数字の読み方

          数字の読み方


 元日の朝日新聞1面に、「原発近くの住民への国給付金・辞退、福島事故後に倍増」との記事が出ていた。
 原発事故の後の脱原発の流れにつれて、地元給付金を辞退する地元住民が倍増したことは事実のようだが、その内容をよく読むと、給付対象103万件に対して、辞退数が80〜90件から171件に倍増したということのようだ。比率で言えば、0.008%から0.017%への増加である。
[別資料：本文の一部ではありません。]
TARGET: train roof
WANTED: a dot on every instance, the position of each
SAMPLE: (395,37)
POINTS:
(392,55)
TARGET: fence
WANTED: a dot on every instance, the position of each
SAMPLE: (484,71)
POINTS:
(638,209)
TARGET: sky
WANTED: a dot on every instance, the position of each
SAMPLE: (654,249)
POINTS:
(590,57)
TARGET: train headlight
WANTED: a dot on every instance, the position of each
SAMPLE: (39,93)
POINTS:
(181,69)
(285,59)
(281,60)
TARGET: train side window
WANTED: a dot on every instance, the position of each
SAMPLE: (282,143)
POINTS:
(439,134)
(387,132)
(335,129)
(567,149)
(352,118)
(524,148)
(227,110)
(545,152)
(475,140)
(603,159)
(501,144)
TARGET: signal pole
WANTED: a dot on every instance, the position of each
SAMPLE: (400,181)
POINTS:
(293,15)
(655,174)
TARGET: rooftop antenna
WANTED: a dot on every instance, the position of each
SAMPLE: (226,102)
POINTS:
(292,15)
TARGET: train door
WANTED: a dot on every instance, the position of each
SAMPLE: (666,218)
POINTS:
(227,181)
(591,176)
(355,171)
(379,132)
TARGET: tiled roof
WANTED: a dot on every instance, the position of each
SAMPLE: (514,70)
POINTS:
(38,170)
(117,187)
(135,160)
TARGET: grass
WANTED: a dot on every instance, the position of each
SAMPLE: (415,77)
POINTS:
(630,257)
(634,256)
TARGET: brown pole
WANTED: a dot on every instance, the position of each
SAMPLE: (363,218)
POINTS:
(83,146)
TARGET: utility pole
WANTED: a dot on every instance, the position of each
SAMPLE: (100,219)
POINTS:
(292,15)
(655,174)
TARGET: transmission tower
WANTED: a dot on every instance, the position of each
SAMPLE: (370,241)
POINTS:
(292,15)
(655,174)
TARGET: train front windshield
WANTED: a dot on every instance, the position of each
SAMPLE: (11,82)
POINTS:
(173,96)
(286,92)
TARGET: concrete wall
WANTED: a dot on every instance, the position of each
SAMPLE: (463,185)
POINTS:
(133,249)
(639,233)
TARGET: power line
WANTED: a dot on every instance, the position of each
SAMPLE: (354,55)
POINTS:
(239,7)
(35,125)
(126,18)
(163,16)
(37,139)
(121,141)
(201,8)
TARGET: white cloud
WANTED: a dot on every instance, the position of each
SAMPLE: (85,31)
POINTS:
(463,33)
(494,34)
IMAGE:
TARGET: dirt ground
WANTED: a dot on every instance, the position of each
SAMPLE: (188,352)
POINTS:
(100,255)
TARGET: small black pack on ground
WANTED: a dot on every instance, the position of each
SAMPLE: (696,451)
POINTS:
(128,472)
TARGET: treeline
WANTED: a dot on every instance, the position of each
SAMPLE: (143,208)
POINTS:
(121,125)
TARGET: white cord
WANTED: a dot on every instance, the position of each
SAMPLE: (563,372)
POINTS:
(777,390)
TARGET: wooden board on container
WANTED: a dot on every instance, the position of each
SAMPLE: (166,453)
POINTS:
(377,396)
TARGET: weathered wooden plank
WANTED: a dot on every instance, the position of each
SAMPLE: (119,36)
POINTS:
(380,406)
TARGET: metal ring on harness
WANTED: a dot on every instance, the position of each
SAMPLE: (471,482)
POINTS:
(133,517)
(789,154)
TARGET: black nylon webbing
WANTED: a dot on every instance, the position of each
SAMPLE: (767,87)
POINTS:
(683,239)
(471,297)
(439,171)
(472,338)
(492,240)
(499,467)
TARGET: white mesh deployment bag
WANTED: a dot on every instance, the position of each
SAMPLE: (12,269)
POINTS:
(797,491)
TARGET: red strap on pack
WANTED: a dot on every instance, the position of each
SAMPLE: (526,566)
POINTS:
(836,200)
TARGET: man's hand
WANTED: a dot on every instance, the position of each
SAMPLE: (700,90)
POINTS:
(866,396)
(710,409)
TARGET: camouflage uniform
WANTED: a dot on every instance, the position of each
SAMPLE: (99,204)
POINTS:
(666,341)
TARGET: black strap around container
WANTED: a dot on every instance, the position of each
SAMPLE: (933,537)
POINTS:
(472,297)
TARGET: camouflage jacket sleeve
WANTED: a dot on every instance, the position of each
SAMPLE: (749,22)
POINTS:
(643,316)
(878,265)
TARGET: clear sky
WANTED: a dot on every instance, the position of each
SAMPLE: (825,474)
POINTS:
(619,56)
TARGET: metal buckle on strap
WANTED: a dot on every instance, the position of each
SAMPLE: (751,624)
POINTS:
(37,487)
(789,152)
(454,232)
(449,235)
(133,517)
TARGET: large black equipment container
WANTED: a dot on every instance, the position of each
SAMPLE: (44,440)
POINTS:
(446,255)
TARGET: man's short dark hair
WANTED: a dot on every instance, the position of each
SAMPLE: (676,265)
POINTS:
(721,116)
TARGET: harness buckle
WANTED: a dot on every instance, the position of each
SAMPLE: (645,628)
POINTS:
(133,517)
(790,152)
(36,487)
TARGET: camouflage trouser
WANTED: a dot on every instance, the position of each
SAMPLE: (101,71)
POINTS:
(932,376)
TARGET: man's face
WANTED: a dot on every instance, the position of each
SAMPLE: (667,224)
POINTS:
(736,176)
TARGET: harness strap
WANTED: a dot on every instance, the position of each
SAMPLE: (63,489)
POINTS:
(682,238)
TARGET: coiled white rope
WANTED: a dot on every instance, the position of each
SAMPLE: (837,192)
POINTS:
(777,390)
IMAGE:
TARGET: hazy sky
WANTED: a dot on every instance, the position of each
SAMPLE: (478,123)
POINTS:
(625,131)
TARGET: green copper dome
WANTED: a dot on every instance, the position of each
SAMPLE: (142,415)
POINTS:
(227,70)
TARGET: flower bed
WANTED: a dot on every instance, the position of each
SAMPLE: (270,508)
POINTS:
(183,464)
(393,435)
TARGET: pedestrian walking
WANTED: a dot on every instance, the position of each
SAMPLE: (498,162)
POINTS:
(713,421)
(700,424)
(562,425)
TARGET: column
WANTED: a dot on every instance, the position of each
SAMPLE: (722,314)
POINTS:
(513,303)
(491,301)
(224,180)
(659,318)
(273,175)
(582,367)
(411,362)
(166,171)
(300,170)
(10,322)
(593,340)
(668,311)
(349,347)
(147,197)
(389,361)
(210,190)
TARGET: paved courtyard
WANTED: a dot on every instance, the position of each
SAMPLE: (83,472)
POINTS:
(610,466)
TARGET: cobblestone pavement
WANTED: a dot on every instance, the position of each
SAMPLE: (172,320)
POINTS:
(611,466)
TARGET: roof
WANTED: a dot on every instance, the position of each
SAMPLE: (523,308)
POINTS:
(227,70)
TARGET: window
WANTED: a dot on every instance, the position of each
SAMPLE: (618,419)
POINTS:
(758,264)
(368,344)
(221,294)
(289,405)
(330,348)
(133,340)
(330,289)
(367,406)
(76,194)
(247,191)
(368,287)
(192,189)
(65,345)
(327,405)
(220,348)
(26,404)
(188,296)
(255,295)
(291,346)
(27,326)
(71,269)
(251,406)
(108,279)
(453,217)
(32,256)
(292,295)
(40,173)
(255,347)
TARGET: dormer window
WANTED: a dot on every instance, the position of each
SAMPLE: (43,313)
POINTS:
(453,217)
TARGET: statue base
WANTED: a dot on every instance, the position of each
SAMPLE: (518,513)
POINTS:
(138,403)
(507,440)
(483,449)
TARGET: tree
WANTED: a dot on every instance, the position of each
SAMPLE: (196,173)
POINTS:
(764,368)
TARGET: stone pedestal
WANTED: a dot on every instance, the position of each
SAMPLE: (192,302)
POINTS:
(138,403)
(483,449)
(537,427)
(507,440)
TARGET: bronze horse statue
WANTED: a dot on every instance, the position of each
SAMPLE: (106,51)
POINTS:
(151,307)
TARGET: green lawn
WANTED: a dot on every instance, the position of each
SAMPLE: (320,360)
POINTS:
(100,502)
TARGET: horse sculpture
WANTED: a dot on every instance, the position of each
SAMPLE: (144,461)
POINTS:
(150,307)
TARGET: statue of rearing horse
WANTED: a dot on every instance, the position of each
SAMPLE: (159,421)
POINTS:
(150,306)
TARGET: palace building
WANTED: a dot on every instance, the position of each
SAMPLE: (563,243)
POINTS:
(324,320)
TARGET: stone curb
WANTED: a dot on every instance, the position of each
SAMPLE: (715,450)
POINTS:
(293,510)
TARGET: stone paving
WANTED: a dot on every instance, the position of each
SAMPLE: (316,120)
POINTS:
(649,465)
 たしかに「倍増」には違いないが、もともとの数が余りにも小さく、数理的にどこまで意味のある数字と言ってよいのかどうか、よく判らない。たとえば、100万件のうち1件が5件に増えたからといって、これを「5倍増」と言ったのでは、読み手をミスリードするのではないか。もっとも、それが人命にかかわるような類の話であれば、そのような取り上げ方があながち不適切とも言い切れないような気もする。
 低レベルの放射線被曝による罹病率などもそうだと思うが、この種の極めて低い比率の数字の「大幅な増加」をどのように表現すべきなのか。私自身確たる答は持っていないのだが、少なくとも「倍増」といった表現を見出しで安易に使うのには、違和感を抱く場合も多い。